Derived $H$-module endomorphism rings

TL;DR

This paper investigates the relationship between derived endomorphism rings of modules over Hopf Galois extensions, establishing conditions under which these rings form Galois extensions and showing that the Koszul property is preserved.

Contribution

It provides new criteria for when derived endomorphism rings form Galois extensions in the context of Hopf algebra actions, and demonstrates the preservation of the Koszul property.

Findings

E_A(M) is a graded subalgebra of E_B(M) for semisimple Hopf algebras.

Necessary and sufficient conditions for E_B(M) to be an H^*-Galois extension of E_A(M).

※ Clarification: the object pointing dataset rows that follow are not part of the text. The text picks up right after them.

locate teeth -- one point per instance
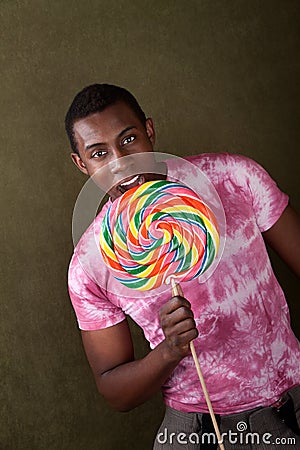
(132, 180)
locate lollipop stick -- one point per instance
(176, 290)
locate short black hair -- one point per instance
(95, 98)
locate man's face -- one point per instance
(116, 149)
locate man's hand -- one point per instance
(179, 327)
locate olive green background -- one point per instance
(214, 75)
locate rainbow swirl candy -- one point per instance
(156, 231)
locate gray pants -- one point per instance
(259, 428)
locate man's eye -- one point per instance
(98, 154)
(128, 139)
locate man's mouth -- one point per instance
(130, 183)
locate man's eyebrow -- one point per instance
(88, 147)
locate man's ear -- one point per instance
(150, 130)
(79, 163)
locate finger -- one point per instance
(174, 303)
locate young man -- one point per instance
(249, 354)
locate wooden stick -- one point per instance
(177, 290)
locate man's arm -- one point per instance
(126, 383)
(284, 238)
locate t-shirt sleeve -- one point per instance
(92, 308)
(268, 200)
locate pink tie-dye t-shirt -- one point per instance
(247, 350)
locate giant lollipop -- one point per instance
(159, 232)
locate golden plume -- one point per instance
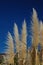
(24, 40)
(41, 33)
(10, 49)
(35, 28)
(16, 37)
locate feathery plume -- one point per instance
(16, 37)
(10, 49)
(35, 28)
(37, 62)
(23, 41)
(41, 33)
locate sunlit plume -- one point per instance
(41, 33)
(24, 39)
(35, 28)
(10, 49)
(16, 37)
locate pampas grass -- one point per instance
(41, 33)
(10, 49)
(24, 40)
(16, 37)
(35, 28)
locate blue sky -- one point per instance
(16, 11)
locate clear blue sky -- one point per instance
(16, 11)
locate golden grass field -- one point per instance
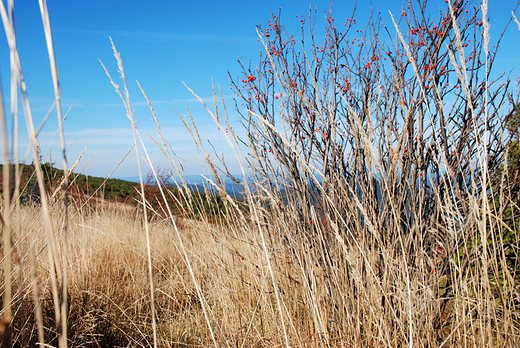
(397, 226)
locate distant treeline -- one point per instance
(195, 205)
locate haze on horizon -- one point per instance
(162, 45)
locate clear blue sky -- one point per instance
(163, 43)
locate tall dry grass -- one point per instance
(377, 214)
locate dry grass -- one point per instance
(391, 244)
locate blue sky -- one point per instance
(163, 43)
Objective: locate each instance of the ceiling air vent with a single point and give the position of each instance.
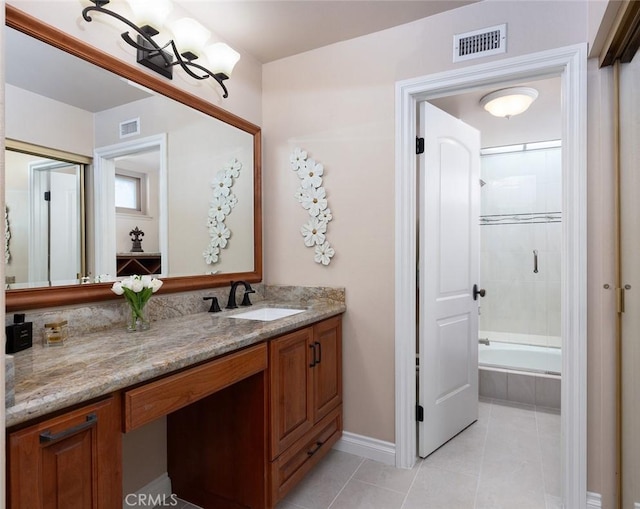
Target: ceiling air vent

Koszul property is preserved under Hopf Galois graded extensions.

Abstract

Let $H$ be a Hopf algebra, $A/B$ be an $H$-Galois extension. Let $D(A)$ and $D(B)$ be the derived categories of right $A$-modules and of right $B$-modules respectively. An object $M^\cdot\in D(A)$ may be regarded as an object in $D(B)$ via the restriction functor. We discuss the relations of the derived endomorphism rings $E_A(M^\cdot)=\op_{i\in\mathbb{Z}}\Hom_{D(A)}(M^\cdot,M^\cdot[i])$ and $E_B(M^\cdot)=\op_{i\in\mathbb{Z}}\Hom_{D(B)}(M^\cdot,M^\cdot[i])$. If $H$ is a finite dimensional semisimple Hopf algebra, then $E_A(M^\cdot)$ is a graded subalgebra of $E_B(M^\cdot)$. In particular, if $M$ is a usual $A$-module, a necessary and sufficient condition for $E_B(M)$ to be an $H^*$-Galois graded extension of $E_A(M)$ is obtained. As an application of the results, we show that the Koszul property is preserved under Hopf Galois graded extensions.